Wall Street had a seesaw day, as investors reacted to those and other pieces of news with wild swings — the Dow Jones industrial average soared up 171 points, then later was down 243 — reflecting the deep uncertainty that has gripped markets over the past two weeks. U.S. markets closed mixed: Standard & Poor’s 500-stock index closed down 0.1 percent; the Dow Jones industrial average up 0.5 percent.
In another worrisome sign, Standard & Poor’s, the credit rating firm, was considering a downgrade to the U.S. government’s AAA credit rating Friday night, according to news reports. Such a move could increase the cost for the U.S. government to borrow money and trigger ripple effects around the globe.
After the sell-off of nearly 5 percent in the S&P index on Thursday, two big fears have the world financial markets on edge: That the United States could fall back into recession, and that the European debt crisis could spread to the huge economies of Spain and Italy.
The first fear was eased Friday morning when the Labor Department said that U.S. employers added 117,000 jobs in July, more than double the revised 46,000 added jobs in June and better than the 85,000 net new jobs for July that were forecast. The unemployment rate ticked down to 9.1 percent, from 9.2 percent in June. The private sector did even better, adding 154,000 positions. But governments — particularly at the state and local level — slashed so many positions that this held back overall job growth. Minnesota’s government shutdown alone accounted for 23,000 lost jobs.
“Today’s employment report was a relief, given increasing market fears over the likelihood of a second recession,” said Neil Dutta, an economist at Bank of America-Merrill Lynch. “Contrary to recent opinion, the economy is not collapsing.”

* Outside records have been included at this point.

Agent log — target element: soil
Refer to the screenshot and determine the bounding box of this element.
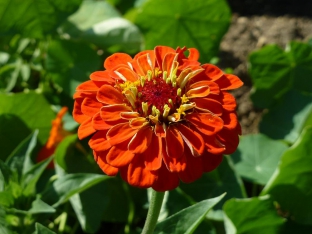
[219,1,312,134]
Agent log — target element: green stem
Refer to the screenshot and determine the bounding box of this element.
[142,190,165,234]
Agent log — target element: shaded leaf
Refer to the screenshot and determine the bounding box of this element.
[262,126,312,225]
[35,223,57,234]
[154,193,225,234]
[231,134,288,184]
[135,0,231,61]
[223,195,285,234]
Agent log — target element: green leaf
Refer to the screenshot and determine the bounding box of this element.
[6,130,38,180]
[59,0,142,52]
[0,191,14,207]
[249,41,312,108]
[41,173,111,207]
[28,197,55,214]
[0,160,11,191]
[0,206,12,234]
[154,193,225,234]
[231,134,288,184]
[179,156,246,221]
[135,0,231,61]
[262,126,312,225]
[259,90,312,143]
[0,92,55,158]
[0,0,82,38]
[35,223,56,234]
[70,178,129,233]
[223,195,285,234]
[45,40,101,97]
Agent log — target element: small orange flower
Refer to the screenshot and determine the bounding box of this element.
[37,107,71,168]
[73,46,243,191]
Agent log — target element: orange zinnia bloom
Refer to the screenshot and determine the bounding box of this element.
[73,46,243,191]
[37,107,71,168]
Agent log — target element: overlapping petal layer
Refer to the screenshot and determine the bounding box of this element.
[73,46,243,191]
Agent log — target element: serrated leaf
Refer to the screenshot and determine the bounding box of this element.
[262,126,312,225]
[41,173,111,207]
[223,195,285,234]
[45,40,101,97]
[154,193,225,234]
[135,0,231,61]
[35,223,56,234]
[0,0,82,38]
[249,41,312,108]
[231,134,288,184]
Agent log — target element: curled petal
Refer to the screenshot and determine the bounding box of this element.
[97,85,124,104]
[129,117,148,129]
[175,124,205,156]
[73,99,87,123]
[188,48,200,61]
[107,141,135,167]
[101,104,132,121]
[81,98,102,117]
[202,64,224,80]
[152,164,180,192]
[186,85,210,98]
[94,150,118,176]
[215,74,244,90]
[128,126,153,154]
[193,98,223,116]
[186,113,223,136]
[155,46,176,70]
[144,135,162,171]
[115,67,138,82]
[104,53,133,70]
[223,111,238,130]
[107,122,138,145]
[165,126,184,158]
[127,155,156,188]
[201,134,225,154]
[78,117,96,140]
[137,53,154,75]
[219,91,236,111]
[89,130,110,152]
[90,71,115,83]
[120,112,140,120]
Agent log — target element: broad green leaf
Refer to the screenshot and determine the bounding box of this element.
[0,92,55,158]
[262,126,312,225]
[249,41,312,108]
[259,90,312,143]
[154,193,225,234]
[70,178,129,233]
[35,223,57,234]
[179,156,246,221]
[28,197,55,214]
[59,0,142,52]
[45,40,101,97]
[0,0,82,38]
[135,0,231,61]
[231,134,288,184]
[41,173,111,207]
[223,195,285,234]
[0,160,11,191]
[6,130,38,180]
[0,191,14,207]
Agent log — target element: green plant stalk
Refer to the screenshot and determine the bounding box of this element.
[142,190,165,234]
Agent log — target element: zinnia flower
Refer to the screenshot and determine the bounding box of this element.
[37,107,71,168]
[73,46,243,191]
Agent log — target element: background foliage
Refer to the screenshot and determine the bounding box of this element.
[0,0,311,233]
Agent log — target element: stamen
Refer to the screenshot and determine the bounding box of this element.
[163,104,170,118]
[177,88,181,96]
[142,102,148,116]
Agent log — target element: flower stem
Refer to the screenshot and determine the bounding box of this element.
[142,190,165,234]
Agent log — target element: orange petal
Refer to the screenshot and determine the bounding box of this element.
[193,98,223,116]
[90,71,115,83]
[89,130,110,151]
[155,46,175,70]
[128,125,153,154]
[76,80,101,92]
[93,112,120,130]
[162,53,176,74]
[115,67,138,82]
[97,85,124,105]
[73,99,88,123]
[162,140,186,172]
[155,122,166,138]
[120,112,140,120]
[104,53,133,70]
[186,85,210,98]
[127,155,156,188]
[188,48,200,61]
[107,122,138,145]
[94,150,118,176]
[223,111,238,130]
[217,128,240,155]
[107,141,135,167]
[144,135,162,171]
[175,124,205,156]
[215,74,243,90]
[202,64,224,81]
[100,104,132,121]
[185,113,223,136]
[78,117,96,140]
[152,163,179,192]
[81,97,102,117]
[178,147,203,183]
[219,91,236,111]
[136,53,154,75]
[201,152,223,173]
[201,134,225,154]
[165,126,184,158]
[129,117,148,129]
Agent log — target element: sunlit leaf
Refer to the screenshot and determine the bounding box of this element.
[231,134,288,184]
[135,0,231,61]
[262,126,312,225]
[249,41,312,108]
[35,223,56,234]
[154,193,225,234]
[223,195,285,234]
[28,197,56,214]
[0,0,82,38]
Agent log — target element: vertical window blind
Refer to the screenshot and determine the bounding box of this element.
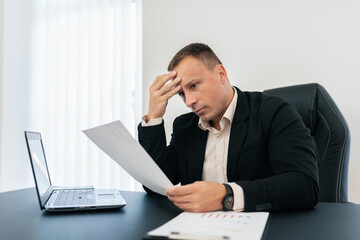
[29,0,143,191]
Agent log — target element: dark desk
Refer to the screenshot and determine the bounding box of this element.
[0,188,359,240]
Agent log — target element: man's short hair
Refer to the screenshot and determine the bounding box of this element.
[167,43,223,71]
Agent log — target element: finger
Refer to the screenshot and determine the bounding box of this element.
[157,76,181,96]
[156,77,181,99]
[173,202,201,212]
[168,194,191,204]
[152,71,177,90]
[163,84,181,99]
[166,184,194,196]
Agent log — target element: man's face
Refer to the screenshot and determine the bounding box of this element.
[173,56,231,123]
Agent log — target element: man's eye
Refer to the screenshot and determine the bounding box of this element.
[191,83,197,89]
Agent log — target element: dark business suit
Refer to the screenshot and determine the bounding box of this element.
[138,87,319,212]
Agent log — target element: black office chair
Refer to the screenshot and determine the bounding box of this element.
[263,83,350,203]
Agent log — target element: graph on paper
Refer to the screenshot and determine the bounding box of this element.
[148,211,269,240]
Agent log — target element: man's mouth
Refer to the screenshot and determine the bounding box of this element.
[193,107,205,115]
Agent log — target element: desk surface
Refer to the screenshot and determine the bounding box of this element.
[0,188,359,240]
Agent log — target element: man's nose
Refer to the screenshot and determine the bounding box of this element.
[185,93,197,108]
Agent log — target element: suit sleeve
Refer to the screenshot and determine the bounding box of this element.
[237,98,319,212]
[138,120,180,186]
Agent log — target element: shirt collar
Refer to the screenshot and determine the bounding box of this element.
[198,87,238,131]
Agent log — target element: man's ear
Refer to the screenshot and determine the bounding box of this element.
[216,65,228,83]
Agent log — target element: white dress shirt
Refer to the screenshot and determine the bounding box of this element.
[142,88,244,211]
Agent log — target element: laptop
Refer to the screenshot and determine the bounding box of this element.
[25,131,126,211]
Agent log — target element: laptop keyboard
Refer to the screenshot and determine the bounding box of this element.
[54,190,95,206]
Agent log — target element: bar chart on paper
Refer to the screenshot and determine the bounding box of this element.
[147,211,269,240]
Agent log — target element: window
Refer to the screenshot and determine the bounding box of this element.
[27,0,143,191]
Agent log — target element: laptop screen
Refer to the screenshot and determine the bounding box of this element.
[25,132,53,208]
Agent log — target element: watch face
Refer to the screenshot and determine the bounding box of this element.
[224,196,234,210]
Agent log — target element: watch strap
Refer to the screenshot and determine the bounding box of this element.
[222,183,234,211]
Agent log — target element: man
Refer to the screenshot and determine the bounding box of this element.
[138,43,319,212]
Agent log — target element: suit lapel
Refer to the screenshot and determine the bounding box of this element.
[188,126,208,183]
[227,87,249,181]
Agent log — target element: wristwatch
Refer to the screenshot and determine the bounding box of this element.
[222,183,234,211]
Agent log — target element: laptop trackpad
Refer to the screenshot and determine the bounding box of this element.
[98,194,115,199]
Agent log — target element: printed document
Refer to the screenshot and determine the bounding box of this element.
[147,211,269,240]
[83,121,174,196]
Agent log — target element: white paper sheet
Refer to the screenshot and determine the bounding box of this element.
[83,121,174,196]
[148,211,269,240]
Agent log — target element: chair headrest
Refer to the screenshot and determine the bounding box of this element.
[263,83,318,133]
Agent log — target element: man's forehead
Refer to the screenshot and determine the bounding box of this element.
[174,56,206,71]
[174,57,208,78]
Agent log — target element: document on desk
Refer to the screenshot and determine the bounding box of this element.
[147,211,269,240]
[83,121,174,196]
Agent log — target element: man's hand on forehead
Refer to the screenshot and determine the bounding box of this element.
[146,71,182,121]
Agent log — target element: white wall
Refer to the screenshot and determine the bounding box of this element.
[143,0,360,203]
[0,0,3,190]
[0,0,33,192]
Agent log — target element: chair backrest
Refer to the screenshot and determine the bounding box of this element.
[263,83,350,202]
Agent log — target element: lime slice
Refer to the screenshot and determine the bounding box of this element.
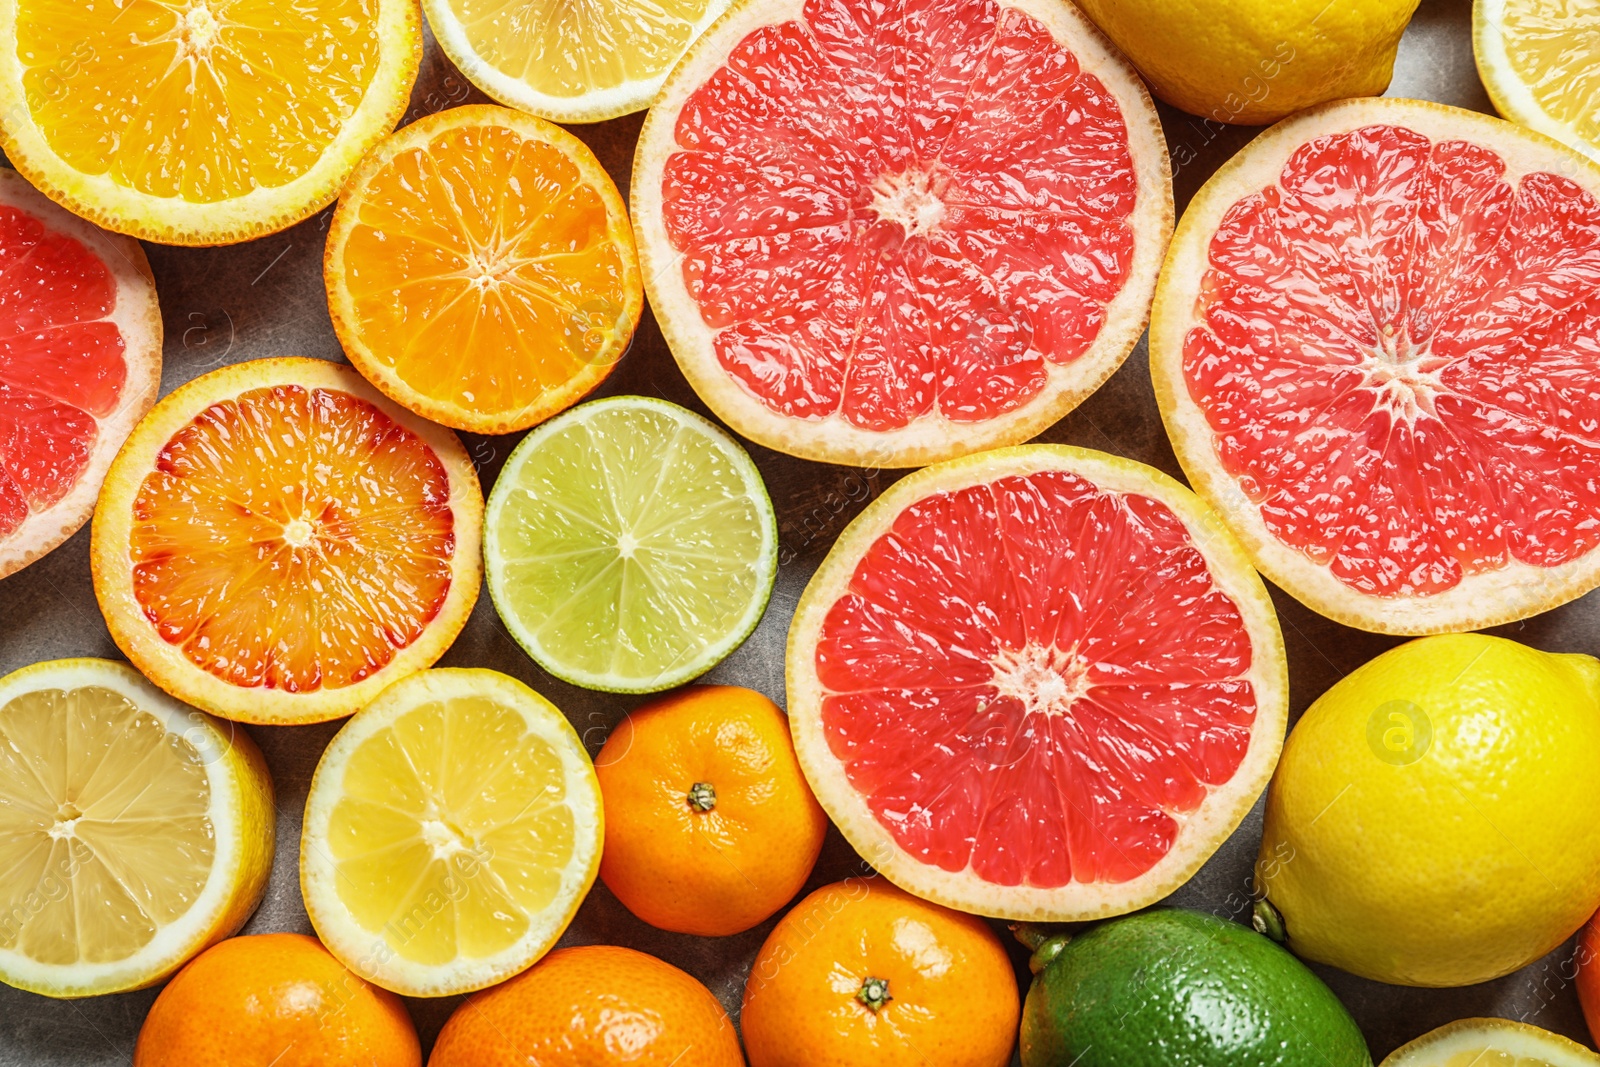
[485,396,778,692]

“The July jobs report was not as bad as May and June,” said Nigel Gault, chief U.S. economist at IHS Global Insight. “That’s about the best that we can say for it.”
Speaking at the Washington Navy Yard, President Obama acknowledged that “this has been a tumultuous year,” addressing this week’s plummeting markets. He noted that private job creation in July was the strongest since April, but added that the nation still needs to put millions of people back to work.